Over the years, I have written many papers about home ownership and the tradeoffs that home owners face. The economics is simple. Suppose you buy a $500,000 home with a 30% down payment ($150,000) and a loan of $350,000. The $150,000 has an opportunity cost. You could have invested that money in the stock market or a diversified real estate fund (a REIT). By investing in a house, you have put “all of your eggs in one basket”. Standard risk management teaches us that this could be a mistake, especially in an economy facing greater localized shocks.
A home owner loses some future geographic flexibility. In economics, there is an idea called the “Oswald Hypothesis” that argues that home ownership raises your probability of being unemployed in the future. The intuition for this claim is that home owners are less likely to migrate away from an area in decline and this “chains them” to a sinking ship. Migration is a major self protection strategy that helps people to adapt to local shocks. A footloose renter can more easily move from Vermont (if it indeed is in decline) to move to Las Vegas (if Vegas is booming). A home owner faces greater fixed costs to making such a move. (A subtle aside; home ownership isn’t randomly assigned and this means that those who love an area a most are most likely to buy there so home ownership is correlated with a person specific taste for locking in).
An even more subtle point is that if more of us rent then we rent from a for profit business. Behavioral economists often argue that people who own homes are “amateurs” who do not know what they are doing and that they make mistakes in managing their assets. While this is possible, if more people are renters then they will rent from the owner of the asset. If the asset owner owns many homes then this entity has the scale to lose significant $ if they make mistakes. Have you read my old Walmart paper that Walmart has the right incentives to be energy efficient in part because of its scale of operations.
The same logic applies for adapting to increasing weather extremes. Larger management companies will use its access to capital, Big Data and good management to anticipate emerging risks and it will create better real estate assets that are more resilient than what individual home owners would achieve if they run the asset.
Note my point here, as we face more climate shock volatility —- who has an edge both ex-ante in adapting to the shock and ex-post in bearing the costs of ugly shocks such as Vermont flooding?

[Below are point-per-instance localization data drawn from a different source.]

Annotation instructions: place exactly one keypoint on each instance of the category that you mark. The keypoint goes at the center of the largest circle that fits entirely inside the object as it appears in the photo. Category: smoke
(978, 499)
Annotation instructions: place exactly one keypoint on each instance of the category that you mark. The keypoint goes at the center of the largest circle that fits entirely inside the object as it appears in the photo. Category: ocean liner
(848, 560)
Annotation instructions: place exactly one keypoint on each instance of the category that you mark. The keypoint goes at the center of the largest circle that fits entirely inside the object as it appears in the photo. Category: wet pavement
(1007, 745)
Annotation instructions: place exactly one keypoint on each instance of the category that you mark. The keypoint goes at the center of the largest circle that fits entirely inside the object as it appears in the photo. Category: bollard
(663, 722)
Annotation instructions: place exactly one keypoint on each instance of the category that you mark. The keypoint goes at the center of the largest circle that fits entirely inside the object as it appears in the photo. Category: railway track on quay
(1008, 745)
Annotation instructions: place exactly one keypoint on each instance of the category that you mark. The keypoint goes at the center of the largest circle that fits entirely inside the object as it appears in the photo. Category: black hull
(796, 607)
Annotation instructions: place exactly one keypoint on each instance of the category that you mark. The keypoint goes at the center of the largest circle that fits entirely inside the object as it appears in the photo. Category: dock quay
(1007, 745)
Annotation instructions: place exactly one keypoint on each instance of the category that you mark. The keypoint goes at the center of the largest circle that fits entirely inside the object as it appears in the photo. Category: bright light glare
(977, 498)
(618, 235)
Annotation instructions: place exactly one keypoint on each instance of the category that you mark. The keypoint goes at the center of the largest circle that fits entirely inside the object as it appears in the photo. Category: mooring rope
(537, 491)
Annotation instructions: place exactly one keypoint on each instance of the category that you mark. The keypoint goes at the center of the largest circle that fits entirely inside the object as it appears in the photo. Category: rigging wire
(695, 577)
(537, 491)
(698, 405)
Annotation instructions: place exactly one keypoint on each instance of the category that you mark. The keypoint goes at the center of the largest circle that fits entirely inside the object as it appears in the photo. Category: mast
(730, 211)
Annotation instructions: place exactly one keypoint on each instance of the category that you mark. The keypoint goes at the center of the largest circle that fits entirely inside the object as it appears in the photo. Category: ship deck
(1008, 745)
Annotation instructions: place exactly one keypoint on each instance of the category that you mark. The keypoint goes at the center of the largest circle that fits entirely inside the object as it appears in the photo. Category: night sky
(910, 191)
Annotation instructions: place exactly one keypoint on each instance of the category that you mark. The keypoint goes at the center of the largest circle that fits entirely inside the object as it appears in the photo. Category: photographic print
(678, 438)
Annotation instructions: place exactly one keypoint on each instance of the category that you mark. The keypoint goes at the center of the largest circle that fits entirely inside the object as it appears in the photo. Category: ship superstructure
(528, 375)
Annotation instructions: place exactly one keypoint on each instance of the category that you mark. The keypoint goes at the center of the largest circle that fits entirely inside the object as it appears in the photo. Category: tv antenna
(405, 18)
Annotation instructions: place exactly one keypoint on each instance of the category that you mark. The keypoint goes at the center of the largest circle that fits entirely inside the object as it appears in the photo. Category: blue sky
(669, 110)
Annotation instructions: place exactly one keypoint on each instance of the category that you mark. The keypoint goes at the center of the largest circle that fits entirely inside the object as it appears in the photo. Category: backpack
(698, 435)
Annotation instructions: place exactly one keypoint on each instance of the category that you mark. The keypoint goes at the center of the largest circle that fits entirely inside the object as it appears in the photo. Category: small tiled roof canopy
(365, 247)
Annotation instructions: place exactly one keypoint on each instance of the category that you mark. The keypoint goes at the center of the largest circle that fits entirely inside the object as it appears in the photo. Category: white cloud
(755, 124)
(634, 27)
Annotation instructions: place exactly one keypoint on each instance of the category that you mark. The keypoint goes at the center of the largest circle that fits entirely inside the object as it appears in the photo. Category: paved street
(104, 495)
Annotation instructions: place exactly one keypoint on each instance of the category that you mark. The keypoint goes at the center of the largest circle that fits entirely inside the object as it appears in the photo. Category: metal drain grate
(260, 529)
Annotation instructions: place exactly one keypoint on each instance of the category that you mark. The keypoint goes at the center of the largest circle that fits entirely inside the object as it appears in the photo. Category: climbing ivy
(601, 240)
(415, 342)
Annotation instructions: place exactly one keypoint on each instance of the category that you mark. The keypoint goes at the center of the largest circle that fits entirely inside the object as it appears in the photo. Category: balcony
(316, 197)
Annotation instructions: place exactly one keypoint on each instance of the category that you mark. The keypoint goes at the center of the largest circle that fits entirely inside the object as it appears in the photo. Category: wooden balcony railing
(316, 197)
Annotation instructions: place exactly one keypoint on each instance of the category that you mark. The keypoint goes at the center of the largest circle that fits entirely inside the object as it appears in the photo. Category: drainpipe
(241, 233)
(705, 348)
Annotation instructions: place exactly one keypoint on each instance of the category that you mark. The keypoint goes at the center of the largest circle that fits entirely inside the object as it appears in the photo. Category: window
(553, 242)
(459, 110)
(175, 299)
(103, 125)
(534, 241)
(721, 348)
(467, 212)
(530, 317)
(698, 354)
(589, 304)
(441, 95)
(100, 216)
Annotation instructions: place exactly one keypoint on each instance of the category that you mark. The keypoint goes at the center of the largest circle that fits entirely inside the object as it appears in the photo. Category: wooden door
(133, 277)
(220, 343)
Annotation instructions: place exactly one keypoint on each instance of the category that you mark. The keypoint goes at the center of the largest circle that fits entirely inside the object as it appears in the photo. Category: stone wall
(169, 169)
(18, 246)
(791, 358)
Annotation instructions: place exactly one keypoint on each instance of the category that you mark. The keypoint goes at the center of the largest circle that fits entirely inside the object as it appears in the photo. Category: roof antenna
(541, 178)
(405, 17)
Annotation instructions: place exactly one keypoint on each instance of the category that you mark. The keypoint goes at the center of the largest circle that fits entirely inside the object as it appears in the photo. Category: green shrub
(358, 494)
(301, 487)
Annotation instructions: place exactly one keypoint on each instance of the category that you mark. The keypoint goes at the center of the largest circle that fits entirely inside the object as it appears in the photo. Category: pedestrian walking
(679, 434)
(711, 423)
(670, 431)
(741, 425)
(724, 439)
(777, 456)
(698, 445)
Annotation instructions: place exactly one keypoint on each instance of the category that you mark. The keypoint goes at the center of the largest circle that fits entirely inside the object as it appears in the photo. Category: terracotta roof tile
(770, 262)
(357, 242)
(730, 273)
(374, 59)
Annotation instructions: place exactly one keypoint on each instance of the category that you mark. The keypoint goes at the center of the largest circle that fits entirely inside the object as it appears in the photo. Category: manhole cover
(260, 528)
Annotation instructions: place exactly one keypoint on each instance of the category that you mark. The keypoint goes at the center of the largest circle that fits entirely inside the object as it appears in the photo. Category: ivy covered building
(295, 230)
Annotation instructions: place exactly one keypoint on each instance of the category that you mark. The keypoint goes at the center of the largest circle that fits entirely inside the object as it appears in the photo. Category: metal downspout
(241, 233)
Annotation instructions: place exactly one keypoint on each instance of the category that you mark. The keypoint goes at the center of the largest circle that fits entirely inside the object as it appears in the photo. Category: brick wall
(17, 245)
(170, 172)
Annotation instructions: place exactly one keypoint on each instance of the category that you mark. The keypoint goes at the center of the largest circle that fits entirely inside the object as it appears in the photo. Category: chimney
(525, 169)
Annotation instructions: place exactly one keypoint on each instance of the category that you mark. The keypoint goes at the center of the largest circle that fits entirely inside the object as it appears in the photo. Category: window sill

Some urban economists have argued that a neighborhood of renters will feature less social capital as people do not have a fiscal incentive to be good neighbors. I am sure that there is some truth to this but in our increasingly volatile economy where places face more severe shocks, we need a new contract design that assigns the risk to those with an edge in offsetting it and diversifying its consequences. Do not hold all of your eggs in one basket!
A final point I make in my 2021 book relates to politics. Note that I haven’t mentioned Government once in this post. When we are home owners, we become place based interest voters. We vote for other people to subsidize the protection of our area. We vote to stop new construction even if we live in a relatively climate safe place.
If instead, voters are renters then we have an incentive to encourage construction because this lowers local rents (shifting out aggregate supply). If we hold the national portfolio as our wealth, then we have a greater incentive to pursue pro-growth policies and this reduces national poverty.
I claim that the costs of climate change for the people of the United States would be much lower if we were all renters. Owners of real estate would compete to attract us to live in their housing. If housing is perceived to be unsafe, then rents decline and the owner of the asset would have an incentive to upgrade the asset or she will receive lower rents (her revenue) from us. Such housing entrepreneurs would demand innovations in housing construction and housing architecture to offset the serious risks we now face.